I am happy, and frankly relieved, to share that the new schedule has exceeded our expectations. It is an Extended Period (EP) schedule, not a block schedule — a distinction that matters.
What Is an Extended Period Schedule?
The Extended Period Schedule is a hybrid of a traditional schedule with features of block scheduling, but without the drawbacks. Teachers begin at 7:30 each day. The schedule has three components:
- Traditional seven-period days on Mondays, Tuesdays, and Fridays
- Two days of Extended Period Instruction (EPI)
- A late start on Thursdays
Why the Change Was Made
We changed the schedule to provide students with more hands-on, active, engaging, and collaborative learning opportunities. Extended periods allow more time for practicing writing and editing skills — essential for college success — for interactive science labs, for collaborative project work, and for integrating technology into teaching and learning. Extended periods create space for greater variety, more creative instruction, and deeper practice, resulting in richer learning experiences. In short, extended periods enhance teaching and learning by giving teachers and students time to think, not merely to digest information. Students move about and work in teams.
The Extended Period Schedule also includes a late start on Thursday. That window provides time for teachers to work in teams, creating integrated, creative, and engaging lessons that incorporate technology appropriately. Teachers also engage in technology and pedagogical training Thursday mornings. The late start additionally gives students extra time to complete homework assignments, work on projects, and study for examinations.
How the Change Was Made
Change is hard but not impossible.
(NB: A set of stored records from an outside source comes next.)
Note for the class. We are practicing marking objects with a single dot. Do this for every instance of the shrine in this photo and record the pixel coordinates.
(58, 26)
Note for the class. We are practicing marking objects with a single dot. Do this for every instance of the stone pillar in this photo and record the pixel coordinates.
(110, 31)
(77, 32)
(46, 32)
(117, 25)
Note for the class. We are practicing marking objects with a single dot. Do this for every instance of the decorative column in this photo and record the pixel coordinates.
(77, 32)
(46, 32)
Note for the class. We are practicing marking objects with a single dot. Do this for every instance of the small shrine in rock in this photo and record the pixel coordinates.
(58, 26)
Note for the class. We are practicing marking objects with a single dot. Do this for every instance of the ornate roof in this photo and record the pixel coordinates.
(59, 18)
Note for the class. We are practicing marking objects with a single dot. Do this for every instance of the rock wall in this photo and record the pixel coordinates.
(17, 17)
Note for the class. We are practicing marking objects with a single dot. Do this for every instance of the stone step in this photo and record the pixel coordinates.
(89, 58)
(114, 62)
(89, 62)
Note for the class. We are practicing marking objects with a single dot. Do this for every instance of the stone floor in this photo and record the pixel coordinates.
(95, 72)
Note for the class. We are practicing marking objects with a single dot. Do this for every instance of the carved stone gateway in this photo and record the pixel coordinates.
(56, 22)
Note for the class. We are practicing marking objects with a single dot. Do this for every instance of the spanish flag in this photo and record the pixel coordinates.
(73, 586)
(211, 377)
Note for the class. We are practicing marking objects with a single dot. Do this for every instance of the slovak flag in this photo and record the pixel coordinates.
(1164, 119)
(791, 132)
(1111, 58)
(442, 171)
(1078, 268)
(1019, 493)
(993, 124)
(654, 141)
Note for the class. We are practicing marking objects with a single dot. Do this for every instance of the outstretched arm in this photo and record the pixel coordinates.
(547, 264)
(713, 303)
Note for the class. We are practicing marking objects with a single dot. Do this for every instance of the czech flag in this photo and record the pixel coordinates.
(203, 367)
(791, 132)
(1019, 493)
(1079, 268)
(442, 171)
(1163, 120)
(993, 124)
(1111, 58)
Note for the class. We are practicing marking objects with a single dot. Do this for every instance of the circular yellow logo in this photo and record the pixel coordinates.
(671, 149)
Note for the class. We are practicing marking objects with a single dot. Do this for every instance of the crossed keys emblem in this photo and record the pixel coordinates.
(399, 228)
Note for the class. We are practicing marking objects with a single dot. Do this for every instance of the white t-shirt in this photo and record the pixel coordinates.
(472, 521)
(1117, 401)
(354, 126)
To increase the likelihood of success and to ensure that the change was systemic and enduring rather than cosmetic, we implemented a four-pronged strategy: Education, Communication, Training, and Accountability.
Education
Our first task was to break through a comfortable mindset rooted in academic and geographic isolation. Too often administrators and teachers are isolated from developments in the broader world. This is particularly problematic for Christian schools, where staff and students can be culturally isolated, existing in a marginalized Christian bubble. We may catch a glimpse of world affairs through the news, but understanding the deeper implications for our students requires more information and deeper analysis — a constant exposure gleaned by “being in the world.”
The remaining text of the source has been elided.